In 2022, Gu et al. [14] presented a study on 341 PCI patients with initially normal renal function. They identified preoperative CysC levels >1.03 mg/L as related to an increased risk of CIN, with an impressive difference in preoperative CysC between CI-AKI and non-CI-AKI groups. In contrast, SCr presented no such distinction, indicating the promise of CysC in detecting renal damage before SCr rises. In 2024, Mahmood et al. [23] demonstrated the excellent diagnostic and predictive ability of CysC and CCL14 in 88 patients who were undergoing PCI, with area under the curve (AUC) >0.99 by high sensitivity and specificity using pre-procedure (cut-off 15 ng/mL) and 48-h post-procedure (cut-off 17 ng/mL) values. Similarly, Luo et al. [19] found that 24-hour CysC and NGAL post-PCI had slightly higher diagnostic sensitivity (AUC = 0.88) than SCr (AUC = 0.856) in 300 patients. However, sample size limitations and cut-off values were reported. In 2020, Budano et al. [22] assessed 713 CAG participants and considered that a single baseline CysC measurement was not only a stronger predictor (AUC = 0.82) of CI-AKI compared to SCr or glomerular filtration rate (GFR) from SCr but also long-term adverse outcomes at 10 years, suggesting a 1.4 mg/L cut-off value that efficiently excluded CI-AKI and pointed towards greater cardiovascular risk. Pilčević et al. [18] compared CysC and SCr in 45 patients with chronic kidney disease (CKD) after CAG. They reported that CysC identified CI-AKI significantly more frequently (42.22% vs. 8.89%) at 24 hours, reflecting CysC’s higher sensitivity and proposing a 10% increase in CysC as a reliable early diagnostic marker. However, there is disagreement because another study by Abood et al. [21] with 41 patients reported divergent results, showing SCr concentrations significantly increased at 24 hours following contrast in the CIN group but not in the level of CysC. So they concluded that SCr was the better early biomarker in their sample. In summary, all studies except one demonstrated that measuring the CysC level (pre- or post-procedure) was better than SCr for the early identification of CI-AKI. However, the mean cut-off value of the CysC for early detection of CI-AKI was variable in studies.

4. Discussion
4.1 Overview of CysC

CysC is a protein with a low molecular weight of 122 amino acids and a molecular weight of 13 kDa, garnering increasing attention. It is classified as a cysteine proteinase inhibitor of the type 2 family [25]. Cystine proteases irreversibly break down peptide bonds within amino acid sequences, significantly impacting apoptosis, lipid metabolism, immunological responses, cell control, and cell proliferation and adhesion [9].

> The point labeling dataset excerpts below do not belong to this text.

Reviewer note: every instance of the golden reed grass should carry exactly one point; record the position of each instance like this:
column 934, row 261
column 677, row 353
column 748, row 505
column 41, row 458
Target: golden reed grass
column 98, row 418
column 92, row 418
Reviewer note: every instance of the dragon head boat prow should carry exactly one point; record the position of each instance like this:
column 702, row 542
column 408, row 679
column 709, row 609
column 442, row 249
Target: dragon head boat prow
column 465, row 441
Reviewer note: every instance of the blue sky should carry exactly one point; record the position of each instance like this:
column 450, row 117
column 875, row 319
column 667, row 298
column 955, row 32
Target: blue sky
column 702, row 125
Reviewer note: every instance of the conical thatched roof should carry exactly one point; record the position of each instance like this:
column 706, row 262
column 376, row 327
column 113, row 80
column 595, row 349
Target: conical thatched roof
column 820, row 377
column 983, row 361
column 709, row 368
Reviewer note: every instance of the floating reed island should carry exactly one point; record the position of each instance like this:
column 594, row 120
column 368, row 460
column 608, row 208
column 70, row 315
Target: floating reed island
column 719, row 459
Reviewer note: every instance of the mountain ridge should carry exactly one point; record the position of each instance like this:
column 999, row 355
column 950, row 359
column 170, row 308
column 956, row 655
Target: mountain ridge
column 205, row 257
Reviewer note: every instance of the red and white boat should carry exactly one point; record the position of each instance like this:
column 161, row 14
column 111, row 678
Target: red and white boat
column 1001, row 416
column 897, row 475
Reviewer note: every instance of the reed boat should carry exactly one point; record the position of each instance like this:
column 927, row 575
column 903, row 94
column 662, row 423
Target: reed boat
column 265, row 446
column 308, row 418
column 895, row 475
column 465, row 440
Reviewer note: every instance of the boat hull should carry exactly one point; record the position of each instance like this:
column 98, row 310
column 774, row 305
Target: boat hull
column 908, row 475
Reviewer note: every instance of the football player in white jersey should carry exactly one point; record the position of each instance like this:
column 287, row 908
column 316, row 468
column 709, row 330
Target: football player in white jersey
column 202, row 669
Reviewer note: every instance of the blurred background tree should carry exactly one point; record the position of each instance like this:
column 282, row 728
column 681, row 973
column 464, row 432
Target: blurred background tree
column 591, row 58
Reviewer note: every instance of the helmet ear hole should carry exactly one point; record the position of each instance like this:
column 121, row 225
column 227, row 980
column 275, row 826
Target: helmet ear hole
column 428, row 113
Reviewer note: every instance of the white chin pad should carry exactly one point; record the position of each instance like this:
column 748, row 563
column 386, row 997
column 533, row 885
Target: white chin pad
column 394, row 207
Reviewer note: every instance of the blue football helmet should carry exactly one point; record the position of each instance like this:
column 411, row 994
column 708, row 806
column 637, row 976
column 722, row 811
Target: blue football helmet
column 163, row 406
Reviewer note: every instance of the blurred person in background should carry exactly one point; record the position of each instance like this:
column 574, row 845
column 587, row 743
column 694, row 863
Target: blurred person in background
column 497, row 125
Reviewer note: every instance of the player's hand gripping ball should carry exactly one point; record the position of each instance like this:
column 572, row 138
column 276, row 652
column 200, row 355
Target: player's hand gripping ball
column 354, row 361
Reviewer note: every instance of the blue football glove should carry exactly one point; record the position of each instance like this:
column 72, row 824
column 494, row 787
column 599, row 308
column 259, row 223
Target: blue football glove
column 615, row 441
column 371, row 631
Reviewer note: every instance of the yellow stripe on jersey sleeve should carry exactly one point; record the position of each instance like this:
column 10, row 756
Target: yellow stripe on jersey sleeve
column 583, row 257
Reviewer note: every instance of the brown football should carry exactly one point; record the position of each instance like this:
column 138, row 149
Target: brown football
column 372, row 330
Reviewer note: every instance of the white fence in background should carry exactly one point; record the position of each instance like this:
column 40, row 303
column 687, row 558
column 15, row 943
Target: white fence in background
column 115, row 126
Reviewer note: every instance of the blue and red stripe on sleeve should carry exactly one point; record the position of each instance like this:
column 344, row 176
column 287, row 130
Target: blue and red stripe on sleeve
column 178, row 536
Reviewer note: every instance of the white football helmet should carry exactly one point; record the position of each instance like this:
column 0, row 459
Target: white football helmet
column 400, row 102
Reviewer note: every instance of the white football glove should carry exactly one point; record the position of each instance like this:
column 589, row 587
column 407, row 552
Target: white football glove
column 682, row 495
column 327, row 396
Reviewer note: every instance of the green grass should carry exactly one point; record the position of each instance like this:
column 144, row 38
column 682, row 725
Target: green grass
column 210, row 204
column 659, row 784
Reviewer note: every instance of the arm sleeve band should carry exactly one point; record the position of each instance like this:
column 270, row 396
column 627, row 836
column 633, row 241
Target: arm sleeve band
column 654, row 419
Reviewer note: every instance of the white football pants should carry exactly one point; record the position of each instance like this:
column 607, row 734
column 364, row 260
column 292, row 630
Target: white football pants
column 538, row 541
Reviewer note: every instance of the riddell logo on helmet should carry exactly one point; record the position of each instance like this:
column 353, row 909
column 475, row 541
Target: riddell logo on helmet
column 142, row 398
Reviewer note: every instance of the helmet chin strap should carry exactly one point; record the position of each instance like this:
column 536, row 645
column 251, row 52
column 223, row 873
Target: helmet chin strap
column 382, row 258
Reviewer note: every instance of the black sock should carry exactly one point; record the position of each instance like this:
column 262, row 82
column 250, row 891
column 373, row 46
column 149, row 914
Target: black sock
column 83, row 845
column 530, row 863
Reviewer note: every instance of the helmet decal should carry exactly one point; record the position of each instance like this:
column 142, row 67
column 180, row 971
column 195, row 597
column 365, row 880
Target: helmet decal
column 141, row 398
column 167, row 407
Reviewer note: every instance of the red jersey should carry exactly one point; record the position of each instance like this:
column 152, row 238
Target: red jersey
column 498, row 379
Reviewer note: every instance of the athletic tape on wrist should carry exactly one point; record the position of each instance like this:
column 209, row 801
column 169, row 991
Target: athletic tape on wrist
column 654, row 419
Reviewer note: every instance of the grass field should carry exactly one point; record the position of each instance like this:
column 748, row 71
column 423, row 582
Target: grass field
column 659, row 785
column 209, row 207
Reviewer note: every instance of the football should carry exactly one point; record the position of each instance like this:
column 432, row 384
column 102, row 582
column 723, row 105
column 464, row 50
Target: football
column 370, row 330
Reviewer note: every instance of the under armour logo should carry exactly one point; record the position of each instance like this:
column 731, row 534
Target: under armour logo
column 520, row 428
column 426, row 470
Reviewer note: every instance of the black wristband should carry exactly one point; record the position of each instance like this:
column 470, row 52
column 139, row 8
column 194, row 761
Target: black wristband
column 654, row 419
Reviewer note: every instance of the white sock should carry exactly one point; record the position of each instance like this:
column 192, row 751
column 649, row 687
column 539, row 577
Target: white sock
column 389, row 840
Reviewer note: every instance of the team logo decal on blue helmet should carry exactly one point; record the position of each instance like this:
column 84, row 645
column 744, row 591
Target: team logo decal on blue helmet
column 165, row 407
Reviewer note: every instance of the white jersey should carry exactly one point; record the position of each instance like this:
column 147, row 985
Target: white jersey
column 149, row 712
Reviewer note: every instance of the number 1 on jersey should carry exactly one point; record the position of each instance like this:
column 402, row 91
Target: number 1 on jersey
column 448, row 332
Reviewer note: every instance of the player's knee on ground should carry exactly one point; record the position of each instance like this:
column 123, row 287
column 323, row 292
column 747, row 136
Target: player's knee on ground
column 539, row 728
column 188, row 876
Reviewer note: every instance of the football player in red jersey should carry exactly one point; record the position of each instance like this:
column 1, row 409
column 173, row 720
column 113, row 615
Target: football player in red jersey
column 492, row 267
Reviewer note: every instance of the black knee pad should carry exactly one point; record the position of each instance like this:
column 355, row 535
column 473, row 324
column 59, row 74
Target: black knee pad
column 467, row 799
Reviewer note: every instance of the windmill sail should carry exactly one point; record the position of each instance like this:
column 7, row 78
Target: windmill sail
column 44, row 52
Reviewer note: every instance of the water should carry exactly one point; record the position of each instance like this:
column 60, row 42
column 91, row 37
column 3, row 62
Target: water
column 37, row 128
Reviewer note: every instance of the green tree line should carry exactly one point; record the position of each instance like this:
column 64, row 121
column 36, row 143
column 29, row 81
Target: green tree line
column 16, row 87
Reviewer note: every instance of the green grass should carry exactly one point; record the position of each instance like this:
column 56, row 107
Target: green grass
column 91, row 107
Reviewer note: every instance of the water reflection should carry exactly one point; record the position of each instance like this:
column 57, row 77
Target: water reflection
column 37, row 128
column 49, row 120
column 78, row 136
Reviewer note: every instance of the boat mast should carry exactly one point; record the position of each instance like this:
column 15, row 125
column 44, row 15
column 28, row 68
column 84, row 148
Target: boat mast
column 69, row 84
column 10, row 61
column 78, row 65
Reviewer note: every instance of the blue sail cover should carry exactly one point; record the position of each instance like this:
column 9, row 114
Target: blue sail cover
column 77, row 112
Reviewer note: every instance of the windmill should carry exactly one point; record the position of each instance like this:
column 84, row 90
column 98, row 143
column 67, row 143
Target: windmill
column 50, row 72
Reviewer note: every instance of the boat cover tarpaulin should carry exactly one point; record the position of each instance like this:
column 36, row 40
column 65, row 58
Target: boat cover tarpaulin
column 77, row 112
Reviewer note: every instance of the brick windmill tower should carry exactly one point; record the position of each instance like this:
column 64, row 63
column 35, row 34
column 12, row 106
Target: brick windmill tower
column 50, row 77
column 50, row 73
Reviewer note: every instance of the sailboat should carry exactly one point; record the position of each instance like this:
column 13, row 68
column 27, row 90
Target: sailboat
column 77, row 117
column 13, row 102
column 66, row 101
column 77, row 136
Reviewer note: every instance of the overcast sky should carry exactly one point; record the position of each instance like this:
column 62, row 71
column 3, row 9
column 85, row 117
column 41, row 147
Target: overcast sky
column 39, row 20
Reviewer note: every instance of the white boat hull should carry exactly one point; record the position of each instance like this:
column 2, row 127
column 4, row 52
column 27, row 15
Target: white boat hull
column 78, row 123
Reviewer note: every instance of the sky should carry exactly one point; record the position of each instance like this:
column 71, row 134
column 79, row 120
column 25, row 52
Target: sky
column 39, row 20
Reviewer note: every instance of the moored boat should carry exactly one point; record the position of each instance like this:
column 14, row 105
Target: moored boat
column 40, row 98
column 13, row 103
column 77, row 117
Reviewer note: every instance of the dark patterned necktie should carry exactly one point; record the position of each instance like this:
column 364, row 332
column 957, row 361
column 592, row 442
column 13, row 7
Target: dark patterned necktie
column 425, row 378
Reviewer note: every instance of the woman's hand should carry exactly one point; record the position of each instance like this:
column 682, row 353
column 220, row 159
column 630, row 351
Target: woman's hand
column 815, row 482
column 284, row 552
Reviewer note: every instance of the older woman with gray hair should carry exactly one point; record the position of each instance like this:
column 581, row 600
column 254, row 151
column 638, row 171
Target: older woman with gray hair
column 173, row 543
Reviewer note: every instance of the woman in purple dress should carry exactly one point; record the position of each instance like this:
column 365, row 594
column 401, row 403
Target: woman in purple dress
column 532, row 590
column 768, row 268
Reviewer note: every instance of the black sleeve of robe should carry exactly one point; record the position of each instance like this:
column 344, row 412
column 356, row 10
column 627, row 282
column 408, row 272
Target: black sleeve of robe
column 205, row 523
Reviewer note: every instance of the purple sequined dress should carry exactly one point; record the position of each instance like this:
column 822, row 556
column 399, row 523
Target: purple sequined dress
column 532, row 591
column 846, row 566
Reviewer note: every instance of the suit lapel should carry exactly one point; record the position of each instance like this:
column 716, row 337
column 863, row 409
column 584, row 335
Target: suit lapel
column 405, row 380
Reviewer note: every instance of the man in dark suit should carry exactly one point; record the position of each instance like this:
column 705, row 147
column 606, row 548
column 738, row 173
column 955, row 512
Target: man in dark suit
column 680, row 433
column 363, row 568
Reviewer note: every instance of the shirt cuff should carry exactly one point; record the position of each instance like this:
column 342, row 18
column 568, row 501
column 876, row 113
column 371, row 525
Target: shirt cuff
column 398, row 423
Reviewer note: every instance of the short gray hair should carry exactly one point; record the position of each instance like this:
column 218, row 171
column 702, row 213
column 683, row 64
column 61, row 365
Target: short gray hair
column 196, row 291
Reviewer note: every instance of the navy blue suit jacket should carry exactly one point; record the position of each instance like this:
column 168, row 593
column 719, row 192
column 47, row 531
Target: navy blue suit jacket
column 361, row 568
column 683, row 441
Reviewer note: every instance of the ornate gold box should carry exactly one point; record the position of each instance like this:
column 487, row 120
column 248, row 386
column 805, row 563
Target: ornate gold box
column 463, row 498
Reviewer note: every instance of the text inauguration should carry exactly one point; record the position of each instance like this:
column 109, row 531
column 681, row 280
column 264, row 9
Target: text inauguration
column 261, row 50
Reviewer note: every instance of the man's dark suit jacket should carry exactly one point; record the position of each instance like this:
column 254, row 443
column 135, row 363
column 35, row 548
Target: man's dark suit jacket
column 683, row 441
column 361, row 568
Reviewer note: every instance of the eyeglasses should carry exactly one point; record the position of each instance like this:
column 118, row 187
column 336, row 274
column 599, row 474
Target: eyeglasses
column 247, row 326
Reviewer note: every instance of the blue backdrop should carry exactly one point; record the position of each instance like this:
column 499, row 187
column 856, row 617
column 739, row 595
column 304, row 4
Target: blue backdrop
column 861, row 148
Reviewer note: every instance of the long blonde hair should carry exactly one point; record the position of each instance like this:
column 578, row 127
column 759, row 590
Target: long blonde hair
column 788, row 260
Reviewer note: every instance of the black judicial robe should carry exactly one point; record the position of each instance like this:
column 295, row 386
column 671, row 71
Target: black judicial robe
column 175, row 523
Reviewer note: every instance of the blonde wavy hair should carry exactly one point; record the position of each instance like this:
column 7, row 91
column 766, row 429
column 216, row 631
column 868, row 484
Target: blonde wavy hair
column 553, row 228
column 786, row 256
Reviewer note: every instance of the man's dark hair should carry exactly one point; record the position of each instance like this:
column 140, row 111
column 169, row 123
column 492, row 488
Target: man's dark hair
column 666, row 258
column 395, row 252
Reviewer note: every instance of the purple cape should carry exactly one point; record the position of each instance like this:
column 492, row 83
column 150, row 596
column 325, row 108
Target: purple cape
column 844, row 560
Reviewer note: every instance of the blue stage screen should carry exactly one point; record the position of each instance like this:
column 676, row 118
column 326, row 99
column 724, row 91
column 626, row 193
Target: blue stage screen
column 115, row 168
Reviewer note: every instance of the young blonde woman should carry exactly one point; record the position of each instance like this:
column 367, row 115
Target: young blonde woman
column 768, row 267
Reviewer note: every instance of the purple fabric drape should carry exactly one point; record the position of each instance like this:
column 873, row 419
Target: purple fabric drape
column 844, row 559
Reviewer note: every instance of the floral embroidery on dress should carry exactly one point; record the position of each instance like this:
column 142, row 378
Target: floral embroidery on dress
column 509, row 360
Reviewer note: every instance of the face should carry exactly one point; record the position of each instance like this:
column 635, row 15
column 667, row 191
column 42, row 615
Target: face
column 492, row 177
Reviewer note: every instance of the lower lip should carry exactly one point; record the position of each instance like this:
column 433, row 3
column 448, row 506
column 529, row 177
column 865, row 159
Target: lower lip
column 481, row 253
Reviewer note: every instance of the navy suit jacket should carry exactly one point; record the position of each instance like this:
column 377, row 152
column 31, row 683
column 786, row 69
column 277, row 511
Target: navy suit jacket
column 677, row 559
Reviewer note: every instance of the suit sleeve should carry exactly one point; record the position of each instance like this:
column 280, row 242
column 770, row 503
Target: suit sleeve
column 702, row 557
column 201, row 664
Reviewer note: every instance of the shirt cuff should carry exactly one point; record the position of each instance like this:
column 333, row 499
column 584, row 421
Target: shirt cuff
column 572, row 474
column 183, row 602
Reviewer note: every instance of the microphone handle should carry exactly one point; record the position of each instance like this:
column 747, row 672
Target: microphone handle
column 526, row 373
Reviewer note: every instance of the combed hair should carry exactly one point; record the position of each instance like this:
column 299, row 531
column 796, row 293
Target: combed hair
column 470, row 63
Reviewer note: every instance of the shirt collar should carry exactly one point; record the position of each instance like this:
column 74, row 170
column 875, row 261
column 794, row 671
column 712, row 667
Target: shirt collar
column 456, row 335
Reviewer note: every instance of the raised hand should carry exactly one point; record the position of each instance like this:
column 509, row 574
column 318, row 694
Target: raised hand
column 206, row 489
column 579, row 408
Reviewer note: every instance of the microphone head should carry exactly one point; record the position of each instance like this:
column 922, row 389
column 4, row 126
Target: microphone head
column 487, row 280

The majority of cysteine proteinase inhibitors belong to the superfamily of cystatins. They are widely dispersed throughout animals and allow control over the degradation of extracellular and intracellular proteins. They are, therefore, essential for maintaining the proper ratio of free cysteine proteinases to their inhibitory complexes. Its quantities have been connected to several other illnesses because it enables them to regulate against detrimental cysteine proteinase activities. All nucleated cells synthesize CysC, encoded by the housekeeping C3T3 gene, at a comparatively steady pace. It is widely dispersed and present in most bodily fluids, including plasma [26, 27].

Due to its unique physical and molecular characteristics, CysC is being considered as a potential kidney function indicator. One of its key features is its constant production rate, which remains unaffected by muscle mass. This, along with its reabsorption and catabolization by proximal renal tubular cells, and its relatively free filtration by glomeruli, makes it a promising candidate for kidney function assessment [28].

4.2 The Value of Measuring CysC for the Prediction of CI-AKI in Patients Who Underwent Coronary Intervention

CI-AKI is a serious clinical issue after invasive cardiac interventions, playing a major role in the increased length of hospital stay, high healthcare costs, and negative patient outcomes, such as enhanced morbidity and mortality. Given the substantial impact of contrast media on the incidence of AKI in hospital settings, the clinical significance of CI-AKI warrants considerable attention [29]. The incidence of CI-AKI after primary PCI varies widely, from 4% to 28%, based on the type and amount of contrast medium administered and the particular diagnostic criteria applied. Intermittent intravenous injection of iodinated contrast media during CAG and PCI inevitably increases the risk of nephrotoxicity [30]. With limited universally effective prophylactic measures, detection of CI-AKI, especially in high-risk patient groups, is crucial [15]. Consequently, much research has been directed towards assessing potential early detection biomarkers, among which CysC has been an avid focus of study.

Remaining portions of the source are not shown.